Former Wells Execs Develop Niche Filler for E-Purchasing

Two Wells Fargo & Co. veterans are stepping up to fill a void in Internet payment services for businesses.

Alan Holroyde and David Kurrasch, who left Wells Fargo in the mid-1990s, have formed a company named Virtual Purchase Card and developed a product of the same name that combines elements of the automated clearing house, purchasing cards, and checking accounts.

Wells Fargo and FleetBoston Financial Group are to begin testing the virtual card this fall.

The card is one of many electronic payment products being developed as digital marketplaces proliferate. Though corporate buyers and sellers are flocking to Web sites, they face a scarcity of e-payment options once they get there. Often they are forced to use traditional methods such as checks or wire transfers to execute transactions.

Meanwhile, sellers that accept credit cards face steep fees from merchant banks seeking to make up for the riskiness of accepting cards without knowing the identities of the holders.

The virtual card addresses these issues by having buyers who use the virtual card would have to be authenticated by a well-known financial institution. This will put banks at the center of the process by making them responsible to vouch for their corporate customers' identities, said Mr. Kurrasch, president of Virtual Purchase Card in Alameda, Calif.

The company would recruit merchants to use the product and run the database that checks prospective buyers' identities.

The virtual card "has the look and feel of a purchase card in terms of its reporting and the transaction approval process as experienced by the buyer and seller," Mr. Kurrasch said. "It incorporates the positive pay feature of the checking account product so that the buyer is in charge of preapproving the debit to his or her demand deposit or loan account. And it relies on the ubiquitous settlement utilities of the ACH."

The product will also cut the merchant's cost of accepting an online payment, Mr. Kurrasch said. On a $1,000 transaction, the average discount rate of 1.8% to 2% would be reduced to about 1%, he said.

"We put 100 basis points in the merchant's pocket, with the added benefit that they know the transaction has been authenticated by a financial institution standing behind the buyer's purchasing power," he said.

The virtual card will eliminate fraud and chargebacks (refunds for returned products) entirely, Mr. Kurrasch said. Since buyers and suppliers will be preauthorized by banks or by Virtual Purchase Card, no party could repudiate a transaction. Merchants are to submit information on merchandise bought to the Virtual Purchase Card database, eliminating the possibility of chargebacks, he said.

The product, which is being patented, is timely. In a recent Arthur Andersen survey of 226 financial services firms, only 20% said they were pursuing a business-to-business electronic commerce strategy that includes payments and collection applications.

Virtual Purchase Card has identified about 120 large suppliers, including e-commerce companies like Ariba, that could benefit from the product and would add their participating buyers and suppliers. It is in talks with Commerce One.

The company has identified 40 banking companies that it hopes to sign on as partners within two years. It is also soliciting a relationship with Identrus, the global trust organization of banks that is developing a digital certificate system.

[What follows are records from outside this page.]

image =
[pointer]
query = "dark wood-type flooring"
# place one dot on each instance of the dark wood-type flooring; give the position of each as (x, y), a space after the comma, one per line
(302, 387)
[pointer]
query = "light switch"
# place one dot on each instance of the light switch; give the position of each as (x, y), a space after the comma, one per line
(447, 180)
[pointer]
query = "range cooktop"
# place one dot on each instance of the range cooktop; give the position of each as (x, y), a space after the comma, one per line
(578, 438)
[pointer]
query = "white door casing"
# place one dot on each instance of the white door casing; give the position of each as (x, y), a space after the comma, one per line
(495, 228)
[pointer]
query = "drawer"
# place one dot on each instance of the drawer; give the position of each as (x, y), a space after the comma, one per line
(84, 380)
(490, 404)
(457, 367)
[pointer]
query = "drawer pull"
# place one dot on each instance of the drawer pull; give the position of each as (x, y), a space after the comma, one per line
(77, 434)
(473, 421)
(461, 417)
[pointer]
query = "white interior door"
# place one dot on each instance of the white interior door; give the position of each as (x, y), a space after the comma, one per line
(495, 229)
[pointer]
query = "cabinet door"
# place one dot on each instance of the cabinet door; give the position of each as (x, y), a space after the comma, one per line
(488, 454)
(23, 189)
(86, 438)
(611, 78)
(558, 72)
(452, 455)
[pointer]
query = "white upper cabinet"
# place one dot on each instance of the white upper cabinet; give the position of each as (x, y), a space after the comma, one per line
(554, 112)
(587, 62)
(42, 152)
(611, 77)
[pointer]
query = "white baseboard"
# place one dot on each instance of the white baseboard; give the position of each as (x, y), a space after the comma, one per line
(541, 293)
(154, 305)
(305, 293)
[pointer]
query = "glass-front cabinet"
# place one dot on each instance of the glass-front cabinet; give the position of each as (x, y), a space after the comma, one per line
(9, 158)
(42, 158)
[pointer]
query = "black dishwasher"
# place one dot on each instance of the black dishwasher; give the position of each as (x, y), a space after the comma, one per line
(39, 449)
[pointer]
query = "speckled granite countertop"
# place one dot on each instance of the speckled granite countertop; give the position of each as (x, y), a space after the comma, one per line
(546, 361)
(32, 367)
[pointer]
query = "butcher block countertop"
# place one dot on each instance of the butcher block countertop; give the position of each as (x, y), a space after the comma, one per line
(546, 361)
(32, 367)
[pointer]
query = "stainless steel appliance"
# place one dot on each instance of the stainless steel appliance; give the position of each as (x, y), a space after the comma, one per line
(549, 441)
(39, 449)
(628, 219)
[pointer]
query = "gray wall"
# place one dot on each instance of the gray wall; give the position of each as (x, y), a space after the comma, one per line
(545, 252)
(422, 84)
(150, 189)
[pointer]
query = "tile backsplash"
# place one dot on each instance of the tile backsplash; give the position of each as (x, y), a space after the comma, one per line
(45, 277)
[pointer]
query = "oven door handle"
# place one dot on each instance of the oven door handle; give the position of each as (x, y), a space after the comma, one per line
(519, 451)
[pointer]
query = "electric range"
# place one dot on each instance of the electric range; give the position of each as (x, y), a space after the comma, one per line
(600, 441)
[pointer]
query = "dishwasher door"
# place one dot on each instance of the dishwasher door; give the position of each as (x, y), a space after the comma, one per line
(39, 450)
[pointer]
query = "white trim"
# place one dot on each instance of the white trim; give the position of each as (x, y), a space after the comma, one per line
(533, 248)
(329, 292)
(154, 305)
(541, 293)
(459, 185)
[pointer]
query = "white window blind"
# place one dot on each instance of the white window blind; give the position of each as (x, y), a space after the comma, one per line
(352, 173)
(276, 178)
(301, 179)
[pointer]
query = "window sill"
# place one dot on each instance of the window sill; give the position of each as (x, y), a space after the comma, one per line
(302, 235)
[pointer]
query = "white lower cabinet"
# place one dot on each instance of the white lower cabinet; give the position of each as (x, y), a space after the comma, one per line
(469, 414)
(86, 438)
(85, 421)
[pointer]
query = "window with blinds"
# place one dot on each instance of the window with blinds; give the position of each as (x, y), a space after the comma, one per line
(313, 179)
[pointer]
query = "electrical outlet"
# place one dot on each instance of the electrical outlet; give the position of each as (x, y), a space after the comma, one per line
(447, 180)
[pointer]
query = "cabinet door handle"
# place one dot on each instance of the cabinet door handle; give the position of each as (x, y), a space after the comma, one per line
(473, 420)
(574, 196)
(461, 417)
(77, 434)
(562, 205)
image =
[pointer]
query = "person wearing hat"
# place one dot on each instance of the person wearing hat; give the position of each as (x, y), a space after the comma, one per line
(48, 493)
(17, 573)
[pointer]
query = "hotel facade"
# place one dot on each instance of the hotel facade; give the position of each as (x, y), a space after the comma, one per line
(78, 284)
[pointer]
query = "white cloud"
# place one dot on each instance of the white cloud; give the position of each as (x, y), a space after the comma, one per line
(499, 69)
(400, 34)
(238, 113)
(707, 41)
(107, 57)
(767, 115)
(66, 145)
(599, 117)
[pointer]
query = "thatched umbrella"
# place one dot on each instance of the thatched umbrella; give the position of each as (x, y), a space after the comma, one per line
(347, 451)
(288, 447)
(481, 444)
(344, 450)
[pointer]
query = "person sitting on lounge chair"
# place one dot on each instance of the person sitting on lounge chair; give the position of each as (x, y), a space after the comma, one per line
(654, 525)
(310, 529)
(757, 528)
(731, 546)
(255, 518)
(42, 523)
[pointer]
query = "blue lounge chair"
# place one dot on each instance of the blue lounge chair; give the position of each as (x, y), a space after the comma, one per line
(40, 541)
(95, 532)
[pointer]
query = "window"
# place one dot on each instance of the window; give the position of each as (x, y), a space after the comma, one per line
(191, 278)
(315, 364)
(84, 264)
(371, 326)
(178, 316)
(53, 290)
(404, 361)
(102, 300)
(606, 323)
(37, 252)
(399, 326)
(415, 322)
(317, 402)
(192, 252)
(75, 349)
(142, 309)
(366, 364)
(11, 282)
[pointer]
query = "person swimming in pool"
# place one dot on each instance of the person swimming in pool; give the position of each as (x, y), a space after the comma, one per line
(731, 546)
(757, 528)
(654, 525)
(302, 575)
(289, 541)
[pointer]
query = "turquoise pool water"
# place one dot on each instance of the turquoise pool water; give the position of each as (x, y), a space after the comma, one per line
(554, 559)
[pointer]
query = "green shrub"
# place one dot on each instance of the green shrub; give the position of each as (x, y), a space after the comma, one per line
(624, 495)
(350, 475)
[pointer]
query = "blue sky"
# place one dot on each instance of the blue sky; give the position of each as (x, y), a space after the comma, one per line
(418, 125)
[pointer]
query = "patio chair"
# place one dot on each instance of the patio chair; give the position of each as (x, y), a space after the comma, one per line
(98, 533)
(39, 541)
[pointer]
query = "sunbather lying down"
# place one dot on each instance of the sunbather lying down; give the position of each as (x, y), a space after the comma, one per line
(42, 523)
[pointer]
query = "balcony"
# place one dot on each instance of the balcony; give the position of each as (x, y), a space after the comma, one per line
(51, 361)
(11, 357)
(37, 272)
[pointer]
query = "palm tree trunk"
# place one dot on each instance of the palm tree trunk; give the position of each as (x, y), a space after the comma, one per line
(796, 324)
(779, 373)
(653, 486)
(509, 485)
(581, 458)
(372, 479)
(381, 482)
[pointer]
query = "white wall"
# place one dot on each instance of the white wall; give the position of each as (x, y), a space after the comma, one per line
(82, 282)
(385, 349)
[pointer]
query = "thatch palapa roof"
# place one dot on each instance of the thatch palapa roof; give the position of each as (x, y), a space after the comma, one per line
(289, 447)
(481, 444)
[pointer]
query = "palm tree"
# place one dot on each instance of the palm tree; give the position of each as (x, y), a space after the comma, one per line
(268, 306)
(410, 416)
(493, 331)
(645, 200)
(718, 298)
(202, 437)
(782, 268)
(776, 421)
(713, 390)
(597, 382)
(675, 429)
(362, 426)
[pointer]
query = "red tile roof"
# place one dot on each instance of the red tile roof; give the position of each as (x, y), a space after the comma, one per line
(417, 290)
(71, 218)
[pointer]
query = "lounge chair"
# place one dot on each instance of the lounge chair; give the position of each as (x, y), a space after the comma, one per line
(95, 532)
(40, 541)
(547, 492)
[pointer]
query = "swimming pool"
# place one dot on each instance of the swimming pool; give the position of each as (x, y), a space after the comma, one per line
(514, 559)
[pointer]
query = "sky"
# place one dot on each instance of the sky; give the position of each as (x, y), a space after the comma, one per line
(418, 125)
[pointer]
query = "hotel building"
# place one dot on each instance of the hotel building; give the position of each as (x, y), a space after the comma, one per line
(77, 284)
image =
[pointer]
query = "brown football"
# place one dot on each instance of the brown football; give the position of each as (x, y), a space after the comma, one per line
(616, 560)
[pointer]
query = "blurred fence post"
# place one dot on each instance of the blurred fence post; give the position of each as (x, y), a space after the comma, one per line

"There are a lot of buyers coming to sites on the Internet, and the seller says, 'I have no idea who you are,' " Mr. Kurrasch said. "What the merchant really wants is someone to tell him or her that it is you and, just as importantly, that you have verifiable buying power."

FleetBoston, which along with Wells has an equity stake in Virtual Purchase Card, is to provide 19 corporate customers for the test.

Michael J. Curran, executive vice president and managing director of FleetBoston's global services division, said that Virtual Purchase Card is one of a score of e-payment initiatives burgeoning throughout the industry and that he expects them to converge eventually.

"You buy the whole car. You don't buy the engine and the wheels and the chassis and the muffler," he said. "What is happening now is that everyone is simultaneously building engines and wheels and mufflers."

Steven Ellis, executive vice president and head of wholesale Internet services at Wells Fargo, said his company also is exploring several e-payment options.

"Different buying activities require different types of payments," said Mr. Ellis, who is also on Virtual Purchase Card's board of directors. "We want to offer a basket of services to an exchange that would let customers pick and choose the services they want to facilitate transactions."

Steve Fabes, director of financial services at Commerce One, said he is interested in the virtual card's simplicity and low cost. "They eliminate the chargeback risk," Mr. Fabes said. "It is always the exception that kills you. Kurrasch and his crowd seem to have spotted that and have jumped in, and for that reason alone I think it is going to play."

Mr. Curran said that every bank-corporate relationship will undergo a "catharsis" as soon as corporations get registered on Internet market exchanges. Registration will ultimately point a company that needs a credit or a service to a bank, he said.

"The buyer needs to make a decision," Mr. Curran said. "Every relationship in the next couple of years will undergo this catharsis of a company either recommitting to a relationship or walking away. If they sense that their bank is not going to be there and able to do do it, they will find someone else."